The FBI appears to have been used as a pawn in a conflict between hackers and security researchers. According to Bleeping Desktop, the FBI confirmed that hackers breached its email servers on Nov. 13 to send fake messages that claimed recipients were victims of hacking and data breaches.
Emails tried to charge non-existent ones attacks to Vinny Troia, the founder of dark web security companies NightLion and Shadowbyte.
The non-profit intelligence organization Spamhaus was quick to shed light on the fake messages. The attackers used legitimate FBI systems to carry out the attack, using email addresses found in a database from the American Registry for Internet Numbers (ARIN).
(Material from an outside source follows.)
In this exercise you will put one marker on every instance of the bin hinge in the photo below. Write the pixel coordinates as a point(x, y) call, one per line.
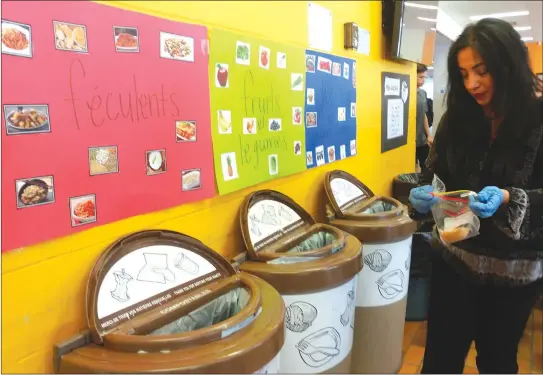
point(237, 260)
point(73, 343)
So over 100.000 addresses received fake emails to two waves at least.
Το FBI περιέγραψε το hack σαν μια "συνεχιζόμενη κατάσταση" και αρχικά δεν είχε περισσότερες λεπτομέρειες. Ζήτησε από τους παραλήπτες των email να αναφέρουν τα μηνύματα αυτά στο Κέντρο Παραπόνων Διαδικτυακού Εγκλήματος (Internet Crime Complaint Center) of the service or in the Department of Cybersecurity and Infrastructure Security (Cybersecurity and Infrastructure Security Agency). Ο Troia ανέφερε στο Bleeping Computer ότι πιστεύει ότι οι δράστες μπορεί να συνδέονται με τον "Pompomourin", ένα πρόσωπο που του έχει επιτεθεί στο παρελθόν.
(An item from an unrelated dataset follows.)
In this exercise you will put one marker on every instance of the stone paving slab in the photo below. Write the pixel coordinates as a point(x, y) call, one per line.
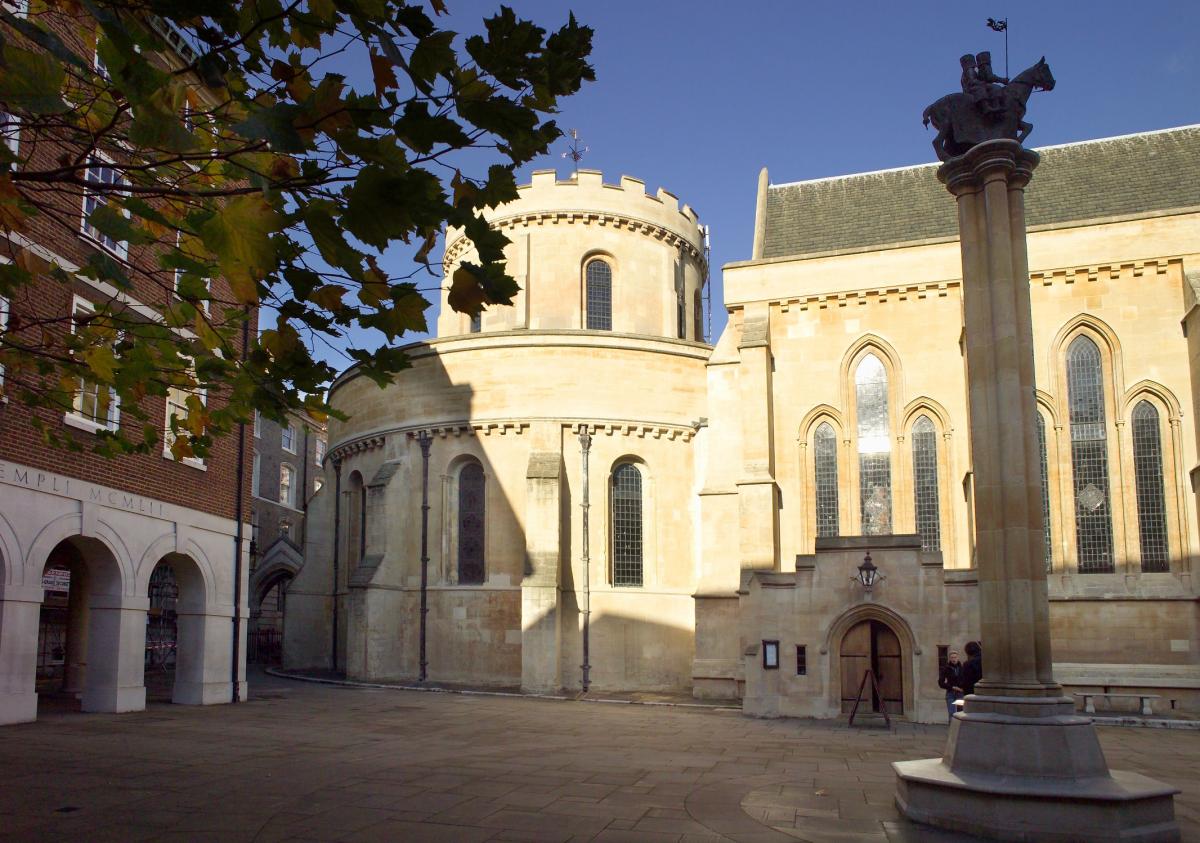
point(305, 761)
Disputes between hackers and the security community are nothing new. In March, attackers carried out exploits on its servers microsoft Exchange they tried to implicate the security reporter Brian Krebs using a fake domain.
However, it is rare for them to actually use domains, even from a government agency such as the FBI. This method, of course, seems to be much more effective, as the FBI is still flooded with calls from system administrators.